I have provided the relevant law concerning easements at the bottom of this answer. Parsing the "legaleze," the first question that you must resolve is: what does the easement grant actually state, and what would an objective person make of that grant?
If the easement is ambiguous, and states that the neighbor
has a "right-of-way," then the reasonable interpretation, in my view, is that the neighbor can make use of the road to access his or her property, and to provide access for any other persons who reasonable require access.
In your case, your other neighbor claims to be checking up on the easement holder's property. If that is true, then that is a reasonable use of the easement, and you cannot prevent the neighbor, and/or his dog from using the easement. But, if the dog or the neighbor strays from the road, or does not actually access the easement holder's property, then the neighbor is trespassing, because he is not using the road for the purpose for which the easement was originally granted.
If I were in your shoes, I would contract the easement holder in writing and ask if he has engaged the other neighbor to watch his property. If the response is 'no," then the other neighbor is a trespasser, plain and simple. Or, if you can video the dog off of the easement road, then that too is trespassing, because the easement is only the road, and nowhere else on your property.
One other issue is that Oregon law generally requires property owners to post signs at routine intervals notifying potential trespassers that they are crossing onto your land. So, unless the road is fenced in (even just a single wire fence), and no trespassing signs are posted, then you will have difficulty proving a civil trespass, except by accident, which is not actionable in court except for actual damages
Conversely, if you take all the precautions, and the neighbor is still tresspassing, then you can provide a written warning, and if the neighbor persists, you can call the police/sheriff and make a report -- or, sue the neighbor in small claims to discourage further trespassing.
Hope this helps.
[A]n easement holder can make only such use of an easement as is reasonably necessary to accomplish the purpose for which the easement is granted and the remaining dominion over the land upon which the easement lies continues with the servient landowner. Ericsson v. Braukman, 111 Or App 57, 824 P2d 1174, rev den 313 Or 210, 830 P2d 595 (1992).

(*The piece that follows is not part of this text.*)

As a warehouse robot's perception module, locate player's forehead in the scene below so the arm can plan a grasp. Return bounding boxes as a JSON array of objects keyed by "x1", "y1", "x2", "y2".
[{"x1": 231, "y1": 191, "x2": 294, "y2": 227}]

"In construing an easement, our fundamental task is to discern the nature and scope of the easement's purpose and to give effect to that purpose in a practical manner." Watson v. Banducci, 158 Or App 223, 230, 973 P2d 395 (1999) (citing Bernards et ux. v. Link and Haynes, 199 Or 579, 593, 248 P2d 341 (1952), on reh'g 199 Or 579, 263 P2d 794 (1953)). In Tipperman v. Tsiatsos, 327 Or 539, 964 P2d 1015 (1998), the Supreme Court explained the legal principles that govern the proper construction
of an easement:
"First, in [easement] cases, 't is the duty of the court to declare the meaning of what is written in the instrument.' Minto v. Salem Water Etc. Co., 120 Or 202, 210, 250 P 722 (1926). Further, the court will look beyond the wording of the instrument 'only where there is an uncertainty or ambiguity.' Fendall v. Miller, 99 Or 610, 619, 196 P 381 (1921). If the wording at issue is uncertain or ambiguous, then the court must determine the intent of the original parties by examining the relevant surrounding circumstances. Doyle v. Gilbert, 255 Or 563, 566, 469 P2d 624 (1970) * * *. Such circumstances include the purpose and nature of the easement, the circumstances existing at the time of the grant or reservation, and the manner in which the easement was used by the original parties." Id. at 544-45.